Known for its edgy racial humor, running gags and catchphrases, the series was adapted by Norman Lear and considered NBC's answer to CBS's All in the Family. Sanford and Son has been hailed as the precursor to many other African American sitcoms. It was a ratings hit throughout its six-season run.
While the role of Fred G. Sanford was known for his bigotry and cantankerousness, the role of Lamont Sanford was that of a conscientious peacemaker. At times, both characters would involve themselves in schemes, usually as a means of earning cash quickly in order to pay off their various debts. Other colorful and unconventional characters on the show included Aunt Esther, Grady Wilson, Bubba Bexley, and Rollo Larson.
In 2007, Time magazine included the show on their list of the "100 Best TV Shows of All Time".
January 13, 1997
The first episode of La Femme Nikita aired.

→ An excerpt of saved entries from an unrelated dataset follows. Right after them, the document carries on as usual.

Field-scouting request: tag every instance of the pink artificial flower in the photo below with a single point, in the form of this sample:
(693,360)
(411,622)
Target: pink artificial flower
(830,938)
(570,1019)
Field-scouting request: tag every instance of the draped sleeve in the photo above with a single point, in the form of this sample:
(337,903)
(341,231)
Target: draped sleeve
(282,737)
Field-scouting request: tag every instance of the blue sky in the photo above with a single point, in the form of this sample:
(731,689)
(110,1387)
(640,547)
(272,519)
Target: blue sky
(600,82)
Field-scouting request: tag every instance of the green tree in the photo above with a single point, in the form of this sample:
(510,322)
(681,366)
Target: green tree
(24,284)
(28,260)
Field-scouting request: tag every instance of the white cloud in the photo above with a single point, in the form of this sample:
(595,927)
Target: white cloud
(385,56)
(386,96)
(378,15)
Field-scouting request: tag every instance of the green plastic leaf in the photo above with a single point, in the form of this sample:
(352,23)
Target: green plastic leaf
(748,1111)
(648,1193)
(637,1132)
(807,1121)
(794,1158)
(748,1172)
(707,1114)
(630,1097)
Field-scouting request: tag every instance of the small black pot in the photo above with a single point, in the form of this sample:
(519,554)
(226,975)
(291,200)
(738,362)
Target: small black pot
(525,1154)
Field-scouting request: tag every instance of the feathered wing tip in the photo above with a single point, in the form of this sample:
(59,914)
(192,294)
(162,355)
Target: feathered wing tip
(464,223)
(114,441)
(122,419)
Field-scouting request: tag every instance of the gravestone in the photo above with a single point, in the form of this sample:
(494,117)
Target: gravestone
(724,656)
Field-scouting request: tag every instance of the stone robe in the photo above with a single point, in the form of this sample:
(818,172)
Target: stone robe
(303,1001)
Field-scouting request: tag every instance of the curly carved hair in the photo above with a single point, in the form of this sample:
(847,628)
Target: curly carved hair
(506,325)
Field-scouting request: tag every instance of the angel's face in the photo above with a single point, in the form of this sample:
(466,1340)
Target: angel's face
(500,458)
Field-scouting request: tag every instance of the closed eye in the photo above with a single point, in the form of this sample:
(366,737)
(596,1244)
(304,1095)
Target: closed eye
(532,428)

La Femme Nikita (French pronunciation: [la fam nikita], "The Woman Nikita"; called Nikita in Canada) is a Canadian action/drama television series based on the French film Nikita by Luc Besson. The series was co-produced by Jay Firestone of Fireworks Entertainment and Warner Bros.. It was adapted for television by Joel Surnow. The series was first telecast in North America on the USA Network cable channel on January 13, 1997, and ran for five seasons until March 4, 2001. The series was also aired in Canada on the over-the-air CTV Television Network. La Femme Nikita was the highest-rated drama on American basic cable during its first two seasons. It was also distributed in some other countries, and it continues to have a strong cult following.